Add an argument "negative_prompt" (#549)

* Add an argument "negative_prompt" * Fix argument order * Fix to use TypeError instead of ValueError * Removed needless batch_size multiplying * Fix to multiply by batch_size * Add truncation=True for long negative prompt * Update src/diffusers/pipelines/stable_diffusion/pipeline_stable_diffusion.py Co-authored-by: Patrick von Platen <patrick.v.platen@gmail.com> * Update src/diffusers/pipelines/stable_diffusion/pipeline_stable_diffusion.py Co-authored-by: Patrick von Platen <patrick.v.platen@gmail.com> * Update src/diffusers/pipelines/stable_diffusion/pipeline_stable_diffusion_inpaint.py Co-authored-by: Patrick von Platen <patrick.v.platen@gmail.com> * Update src/diffusers/pipelines/stable_diffusion/pipeline_stable_diffusion_onnx.py Co-authored-by: Patrick von Platen <patrick.v.platen@gmail.com> * Update src/diffusers/pipelines/stable_diffusion/pipeline_stable_diffusion_img2img.py Co-authored-by: Patrick von Platen <patrick.v.platen@gmail.com> * Update src/diffusers/pipelines/stable_diffusion/pipeline_stable_diffusion_inpaint.py Co-authored-by: Patrick von Platen <patrick.v.platen@gmail.com> * Update src/diffusers/pipelines/stable_diffusion/pipeline_stable_diffusion_onnx.py Co-authored-by: Patrick von Platen <patrick.v.platen@gmail.com> * Fix styles * Renamed ucond_tokens to uncond_tokens * Added description about "negative_prompt" Co-authored-by: Patrick von Platen <patrick.v.platen@gmail.com>
2022-10-04 23:55:38 +09:00 · 2022-10-04 23:55:38 +09:00 · 5ac1f61cde
parent 7e92c5bc73
commit 5ac1f61cde
4 changed files with 105 additions and 4 deletions
--- a/src/diffusers/pipelines/stable_diffusion/pipeline_stable_diffusion.py
+++ b/src/diffusers/pipelines/stable_diffusion/pipeline_stable_diffusion.py
@ -116,6 +116,7 @@ class StableDiffusionPipeline(DiffusionPipeline):
        width: int = 512,
        num_inference_steps: int = 50,
        guidance_scale: float = 7.5,
+        negative_prompt: Optional[Union[str, List[str]]] = None,
        eta: float = 0.0,
        generator: Optional[torch.Generator] = None,
        latents: Optional[torch.FloatTensor] = None,
@ -144,6 +145,9 @@ class StableDiffusionPipeline(DiffusionPipeline):
                Paper](https://arxiv.org/pdf/2205.11487.pdf). Guidance scale is enabled by setting `guidance_scale >
                1`. Higher guidance scale encourages to generate images that are closely linked to the text `prompt`,
                usually at the expense of lower image quality.

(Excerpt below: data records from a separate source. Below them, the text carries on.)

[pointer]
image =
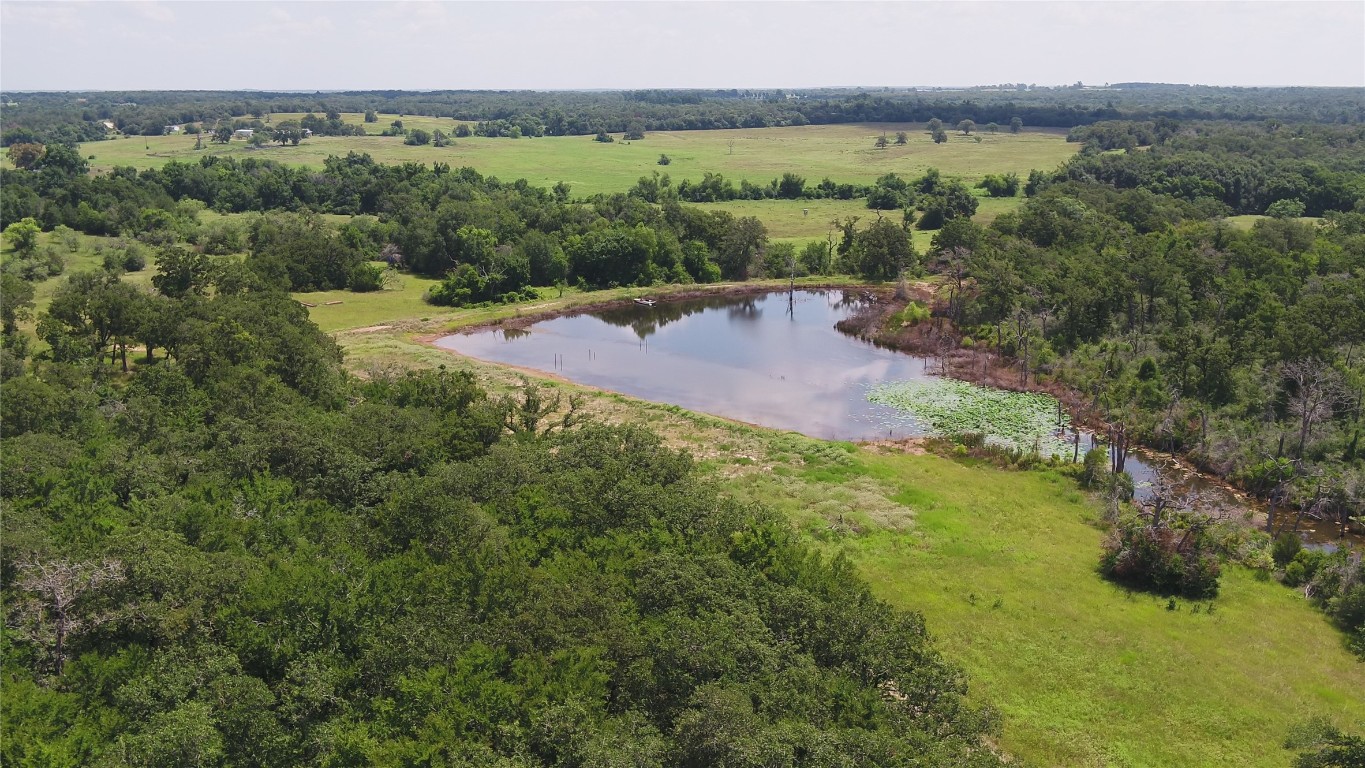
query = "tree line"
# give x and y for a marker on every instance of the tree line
(236, 554)
(45, 117)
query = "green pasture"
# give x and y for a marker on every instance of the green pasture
(844, 153)
(1249, 220)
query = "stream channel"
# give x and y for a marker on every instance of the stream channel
(774, 360)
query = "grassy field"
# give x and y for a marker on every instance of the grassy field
(844, 153)
(1249, 220)
(1001, 564)
(1003, 568)
(83, 259)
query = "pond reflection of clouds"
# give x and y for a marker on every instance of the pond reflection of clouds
(744, 358)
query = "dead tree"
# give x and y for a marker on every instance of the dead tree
(1317, 392)
(52, 610)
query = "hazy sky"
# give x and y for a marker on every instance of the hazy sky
(328, 45)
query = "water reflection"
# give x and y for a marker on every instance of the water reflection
(724, 355)
(795, 371)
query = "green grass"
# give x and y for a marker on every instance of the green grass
(83, 259)
(844, 153)
(1003, 568)
(1249, 220)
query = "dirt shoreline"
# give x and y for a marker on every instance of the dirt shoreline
(935, 338)
(523, 321)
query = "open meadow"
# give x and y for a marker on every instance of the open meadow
(842, 153)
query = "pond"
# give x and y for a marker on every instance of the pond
(773, 359)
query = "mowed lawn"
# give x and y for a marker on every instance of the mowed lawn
(1003, 568)
(842, 153)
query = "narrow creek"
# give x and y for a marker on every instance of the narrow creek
(774, 360)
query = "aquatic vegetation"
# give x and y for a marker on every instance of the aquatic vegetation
(1014, 419)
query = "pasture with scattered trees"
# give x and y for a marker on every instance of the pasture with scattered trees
(223, 546)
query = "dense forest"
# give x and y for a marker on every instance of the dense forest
(240, 557)
(81, 116)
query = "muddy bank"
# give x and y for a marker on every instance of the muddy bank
(527, 317)
(938, 338)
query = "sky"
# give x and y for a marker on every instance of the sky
(417, 45)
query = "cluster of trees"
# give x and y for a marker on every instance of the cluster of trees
(79, 116)
(238, 555)
(1238, 348)
(1245, 168)
(489, 240)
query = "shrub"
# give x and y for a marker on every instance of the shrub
(1095, 468)
(1286, 209)
(1162, 559)
(1286, 547)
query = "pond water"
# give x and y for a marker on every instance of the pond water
(771, 359)
(774, 360)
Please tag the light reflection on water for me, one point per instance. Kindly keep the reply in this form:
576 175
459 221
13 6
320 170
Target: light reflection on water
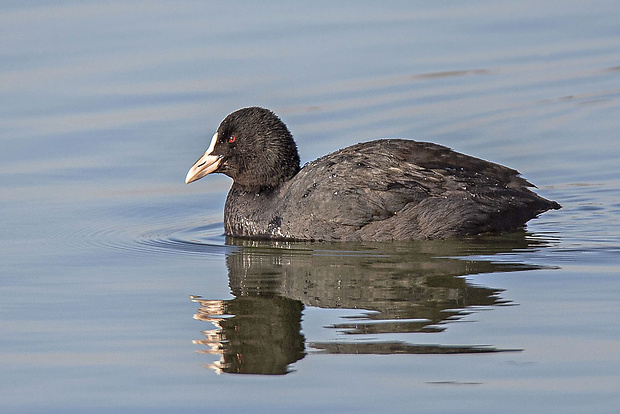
397 289
104 108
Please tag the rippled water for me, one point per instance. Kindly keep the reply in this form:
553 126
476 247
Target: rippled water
119 293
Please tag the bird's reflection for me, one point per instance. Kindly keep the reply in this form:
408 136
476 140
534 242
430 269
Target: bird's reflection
401 288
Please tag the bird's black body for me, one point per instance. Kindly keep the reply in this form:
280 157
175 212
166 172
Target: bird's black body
388 189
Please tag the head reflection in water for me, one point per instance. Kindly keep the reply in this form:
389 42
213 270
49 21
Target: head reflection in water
403 289
254 335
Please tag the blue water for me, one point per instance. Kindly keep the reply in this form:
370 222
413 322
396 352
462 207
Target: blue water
119 293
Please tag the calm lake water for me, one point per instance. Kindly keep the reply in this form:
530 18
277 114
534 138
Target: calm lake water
118 292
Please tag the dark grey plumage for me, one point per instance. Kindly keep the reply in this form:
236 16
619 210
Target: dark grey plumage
388 189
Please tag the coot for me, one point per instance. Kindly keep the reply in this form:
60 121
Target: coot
389 189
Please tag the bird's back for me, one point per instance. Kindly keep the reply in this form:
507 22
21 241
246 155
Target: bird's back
401 189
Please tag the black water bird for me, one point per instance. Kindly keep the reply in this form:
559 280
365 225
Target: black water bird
388 189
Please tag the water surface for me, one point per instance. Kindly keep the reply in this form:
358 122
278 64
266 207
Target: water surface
119 293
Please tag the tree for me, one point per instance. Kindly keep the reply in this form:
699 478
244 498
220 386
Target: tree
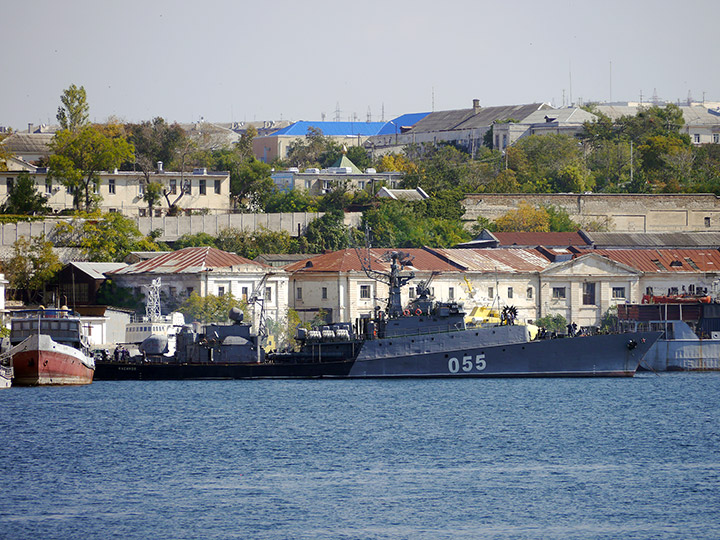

+            negative_prompt (`str` or `List[str]`, *optional*):
+                The prompt or prompts not to guide the image generation. Ignored when not using guidance (i.e., ignored
+                if `guidance_scale` is less than `1`).
            eta (`float`, *optional*, defaults to 0.0):
                Corresponds to parameter eta (η) in the DDIM paper: https://arxiv.org/abs/2010.02502. Only applies to
                [`schedulers.DDIMScheduler`], will be ignored for others.
@ -217,9 +221,32 @@ class StableDiffusionPipeline(DiffusionPipeline):
        do_classifier_free_guidance = guidance_scale > 1.0
        # get unconditional embeddings for classifier free guidance
        if do_classifier_free_guidance:
+            uncond_tokens: List[str]
+            if negative_prompt is None:
+                uncond_tokens = [""] * batch_size
+            elif type(prompt) is not type(negative_prompt):
+                raise TypeError(
+                    "`negative_prompt` should be the same type to `prompt`, but got {type(negative_prompt)} !="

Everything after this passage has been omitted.